# Is this bed safe for my hedgehog?



## Desperodo (Dec 12, 2010)

This is a "Super Pet Super Sleepers" I found, and was wondering if it was safe for my hedgie to use. It would keep him warm, and it looks comfortable. But I'm a little bit worried about the fuzzy stuff getting caught on his feet. What do you think?


----------



## abrowndog (Nov 26, 2010)

BIG NO from an inexperienced owner. I bought the same bed for her carrier and on her way home, she had shredded chunks of fuzz off the bed. She had it tangled in her whiskers, her teeth and her feet and that was with short nails. It was also coming apart at the seems and now that I know a bit more, it was a complete toe hazard. Run it back to the store and look in the for sale section for a hedgie bag.


----------



## hercsmom (Jul 6, 2010)

I would say a big no to this one also. Your hedgie could eat the fluff, and if they did it would probably cause intestinal blockage. Better not risking it.


----------



## susanaproenca (Aug 14, 2010)

no-no. I got a product similar to that one in the past (same material but smaller) just to caught Mustard trying to eat it...


----------



## zorropirate (Aug 13, 2010)

HAHAHA, sorry, NO NO NO !!!

This is not a hedgie friendly bed unless you do some modifications to it. 

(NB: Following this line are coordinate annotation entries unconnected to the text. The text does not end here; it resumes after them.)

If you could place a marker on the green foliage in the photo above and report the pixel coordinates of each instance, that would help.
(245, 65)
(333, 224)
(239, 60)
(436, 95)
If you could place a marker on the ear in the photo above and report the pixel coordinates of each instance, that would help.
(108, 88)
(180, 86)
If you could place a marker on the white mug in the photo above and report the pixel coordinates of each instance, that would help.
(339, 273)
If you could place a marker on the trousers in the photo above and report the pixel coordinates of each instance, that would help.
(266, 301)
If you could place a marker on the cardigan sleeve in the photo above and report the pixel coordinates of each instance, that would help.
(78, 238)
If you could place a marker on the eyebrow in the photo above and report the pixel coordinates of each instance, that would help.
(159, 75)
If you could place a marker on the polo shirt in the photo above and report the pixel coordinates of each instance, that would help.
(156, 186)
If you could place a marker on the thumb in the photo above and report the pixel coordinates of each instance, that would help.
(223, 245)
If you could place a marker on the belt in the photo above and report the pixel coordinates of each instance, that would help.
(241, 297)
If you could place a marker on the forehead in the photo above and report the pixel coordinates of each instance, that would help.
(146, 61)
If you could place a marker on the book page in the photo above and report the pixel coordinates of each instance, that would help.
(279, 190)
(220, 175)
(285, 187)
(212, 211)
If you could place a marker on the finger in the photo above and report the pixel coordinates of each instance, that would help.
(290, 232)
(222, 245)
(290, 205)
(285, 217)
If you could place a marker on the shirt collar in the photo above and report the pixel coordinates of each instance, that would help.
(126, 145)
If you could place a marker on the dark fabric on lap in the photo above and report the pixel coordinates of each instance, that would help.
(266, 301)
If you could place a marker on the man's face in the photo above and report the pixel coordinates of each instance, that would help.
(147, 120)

Daisy and I found out the hard way, she too chewed all the pile of the fluff down the first few days and spent some time throwing up fluff. Poor baby.  

She was VERY attached to the bed though, so I modified it so that a layer of flannel now covers the fluffy material, I actually bought her another one and did the same thing to it, as she's VERY obsessed with this bed and very teritorial so I needed a back up so one can be washed.


----------